Washington, Valentí Popescu
La victoria (aún oficiosa) de Pedro Castillo en estas elecciones presidenciales peruanas tiene muchas lecturas, pero dos de ellas son indiscutibles. Una es que el país no quiere de ninguna manera un o una Fujimori en la presidencia; y la otra es que a la élite limeña se le ha escapado el control político del país.
El fracaso de Keiko Fujimori, hija del antiguo presidente del mismo apellido, era previsto. La mujer ya había perdido las dos presidenciales anteriores – cómo ahora – por un puñado de votos. Sus tres derrotas se han debido ante todo a la losa del apellido. Con amarga ironía decían en su cuartel general que “…Keiko se presenta a las elecciones y estas las pierde el padre…”
En una competición pesan mucho los errores del perdedor – perdedora, en este caso -, y Castillo, un maestro marxista de 51 años, hasta ahora desconocido, nacido en una familia numerosa (tiene 8 hermanos) de la zona minera de Cajamarca, seguramente no habría ganado las presidenciales sin dos de los cambios registrados en los últimos años en el Perú.
El más importante es que las clases dirigentes, que tradicionalmente han dirigido el país, se han visto desbordadas por los cambios sociales del país. A la pérdida de contacto con la realidad hay que sumar también el hecho de que la élite peruana está tan dividida como el Parlamento nacional. Egoísmos, miopía política y menor protagonismo financiero de las clases dirigentes “de siempre” han permitido que los sectores indígena y andino hagan valer sus derechos. Y también han permitido que grupos sociales casi inertes hasta ahora – como los sindicatos – defiendan eficazmente sus intereses.
La carrera política de Pedro Castillo comenzó en el 2017 con una huelga nacional del sindicato de maestros. La huelga fue un éxito y los maestros aprendieron la lección; en estos comicios su labor propagandística ha sido el arma más poderosa de Castillo. La segunda baza política de este fueron los evangelistas – una Iglesia de creciente influencia en toda Hispanoamérica – que han visto en el peculiar marxismo de Castillo un concepto socio-moral muy próximo a sus creencias. Sin el decidido apoyo evangelista, Castillo probablemente habría perdido las elecciones.
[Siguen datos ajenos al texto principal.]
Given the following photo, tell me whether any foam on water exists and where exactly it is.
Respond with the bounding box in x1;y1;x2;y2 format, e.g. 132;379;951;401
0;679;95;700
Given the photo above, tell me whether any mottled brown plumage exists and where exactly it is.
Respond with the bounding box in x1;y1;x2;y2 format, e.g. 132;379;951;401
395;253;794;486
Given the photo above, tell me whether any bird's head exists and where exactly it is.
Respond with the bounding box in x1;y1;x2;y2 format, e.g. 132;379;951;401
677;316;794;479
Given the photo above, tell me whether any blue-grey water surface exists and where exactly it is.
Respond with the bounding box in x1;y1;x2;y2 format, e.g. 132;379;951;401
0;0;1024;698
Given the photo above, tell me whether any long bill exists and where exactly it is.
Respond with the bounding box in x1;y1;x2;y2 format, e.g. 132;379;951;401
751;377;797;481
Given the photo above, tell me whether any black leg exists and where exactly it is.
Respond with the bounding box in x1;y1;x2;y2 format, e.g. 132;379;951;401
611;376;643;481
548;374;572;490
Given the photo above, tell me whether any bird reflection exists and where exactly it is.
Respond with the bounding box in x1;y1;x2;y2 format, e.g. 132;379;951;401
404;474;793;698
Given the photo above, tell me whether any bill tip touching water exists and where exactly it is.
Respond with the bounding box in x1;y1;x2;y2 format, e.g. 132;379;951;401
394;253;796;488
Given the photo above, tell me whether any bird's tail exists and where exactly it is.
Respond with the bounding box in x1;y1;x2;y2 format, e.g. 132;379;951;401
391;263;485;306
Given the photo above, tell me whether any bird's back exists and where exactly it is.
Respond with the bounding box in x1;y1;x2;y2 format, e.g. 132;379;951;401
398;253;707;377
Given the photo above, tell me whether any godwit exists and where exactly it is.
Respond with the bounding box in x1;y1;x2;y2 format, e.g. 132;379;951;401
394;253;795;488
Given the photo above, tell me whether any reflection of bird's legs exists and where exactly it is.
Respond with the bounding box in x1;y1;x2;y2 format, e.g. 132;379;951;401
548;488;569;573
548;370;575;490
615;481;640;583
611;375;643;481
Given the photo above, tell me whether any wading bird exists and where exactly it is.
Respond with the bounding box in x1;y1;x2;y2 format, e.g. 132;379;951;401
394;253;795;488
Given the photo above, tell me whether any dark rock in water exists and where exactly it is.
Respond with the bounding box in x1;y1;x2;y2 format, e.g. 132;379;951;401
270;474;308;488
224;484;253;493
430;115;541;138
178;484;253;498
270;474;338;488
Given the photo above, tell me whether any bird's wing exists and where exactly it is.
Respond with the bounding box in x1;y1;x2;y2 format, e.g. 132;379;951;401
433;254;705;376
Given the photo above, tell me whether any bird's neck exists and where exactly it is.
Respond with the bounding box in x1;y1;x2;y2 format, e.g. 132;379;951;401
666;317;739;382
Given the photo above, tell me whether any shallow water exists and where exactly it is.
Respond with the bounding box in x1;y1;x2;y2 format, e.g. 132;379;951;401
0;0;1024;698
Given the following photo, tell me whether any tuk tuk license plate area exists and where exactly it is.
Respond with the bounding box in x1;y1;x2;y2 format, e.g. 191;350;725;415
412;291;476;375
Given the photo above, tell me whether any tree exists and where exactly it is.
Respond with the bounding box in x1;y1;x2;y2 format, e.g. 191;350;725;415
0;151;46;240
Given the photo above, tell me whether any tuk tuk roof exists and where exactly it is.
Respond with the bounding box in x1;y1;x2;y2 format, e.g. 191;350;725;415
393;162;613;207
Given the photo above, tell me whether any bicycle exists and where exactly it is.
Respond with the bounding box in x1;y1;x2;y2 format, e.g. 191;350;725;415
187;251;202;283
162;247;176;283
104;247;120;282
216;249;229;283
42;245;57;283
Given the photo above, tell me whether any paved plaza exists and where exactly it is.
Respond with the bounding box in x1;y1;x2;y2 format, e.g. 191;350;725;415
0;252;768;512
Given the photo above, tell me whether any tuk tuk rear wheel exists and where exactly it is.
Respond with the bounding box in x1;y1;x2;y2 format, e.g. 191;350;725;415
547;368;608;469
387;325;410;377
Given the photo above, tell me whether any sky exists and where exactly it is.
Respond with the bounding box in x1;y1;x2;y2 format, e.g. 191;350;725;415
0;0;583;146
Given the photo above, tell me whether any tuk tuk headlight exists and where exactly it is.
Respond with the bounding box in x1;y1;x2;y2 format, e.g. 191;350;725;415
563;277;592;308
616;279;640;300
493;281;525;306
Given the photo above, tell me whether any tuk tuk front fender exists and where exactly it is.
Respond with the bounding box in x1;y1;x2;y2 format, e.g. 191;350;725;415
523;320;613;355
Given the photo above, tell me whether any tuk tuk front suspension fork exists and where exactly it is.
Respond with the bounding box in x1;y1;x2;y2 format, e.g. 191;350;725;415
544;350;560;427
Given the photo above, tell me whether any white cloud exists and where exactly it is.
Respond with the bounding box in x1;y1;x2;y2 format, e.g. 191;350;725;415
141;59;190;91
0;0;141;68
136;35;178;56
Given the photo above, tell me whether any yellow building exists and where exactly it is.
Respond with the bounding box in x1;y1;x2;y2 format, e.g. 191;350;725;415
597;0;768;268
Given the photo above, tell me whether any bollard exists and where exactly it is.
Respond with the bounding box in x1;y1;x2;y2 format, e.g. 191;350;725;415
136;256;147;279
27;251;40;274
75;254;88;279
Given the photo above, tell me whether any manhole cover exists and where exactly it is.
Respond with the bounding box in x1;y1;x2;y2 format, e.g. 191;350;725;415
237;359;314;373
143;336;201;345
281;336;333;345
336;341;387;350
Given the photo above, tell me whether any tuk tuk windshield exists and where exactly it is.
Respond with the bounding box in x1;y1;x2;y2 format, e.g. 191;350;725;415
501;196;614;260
En la carrera sindicalista de Castillo, este había hecho alardes de un marxismo casi radical. Pero de las huelgas a la presidencia hay un camino lleno de intereses – materiales y morales – y el maestro ultra marxista de hace un lustro se volvió moralmente conservador (rechazo de los matrimonios homosexuales y el aborto, por ejemplo) y económicamente tolerante con el capitalismo.
Así, ahora que tiene la presidencia al alcance de la mano ya no habla de la nacionalización de la industria minera, sino de “renegociación” con los inversores extranjeros de los contratos de explotación.
Solamente mantiene su promesa de nacionalizar el sector energético.
Todo esto puede ser positivo o negativo, pero en el enmarañado y amargo mundo político peruano constituyen argumentos de segunda. El equilibrio de fuerza en el Parlamento es tan grande como las incompatibilidades ideológicas y personales. Las componendas y las deserciones han marcado la vida de la institución.
Y si esto no bastara para amargarle la vida a un presidente con ansias renovadoras – Castillo ha prometido reformar la Constitución -, al ambiente parlamentario peruano hay que sumarle la impaciencia – impaciencia, para no decir intolerancia – : el país ha tenido cinco presidentes en tres años y dos de ellos, echados del cargo por incompetencia. Un defecto que parece menor cuando se dice en inglés y mirando a Washington D.C.: “impeachment”.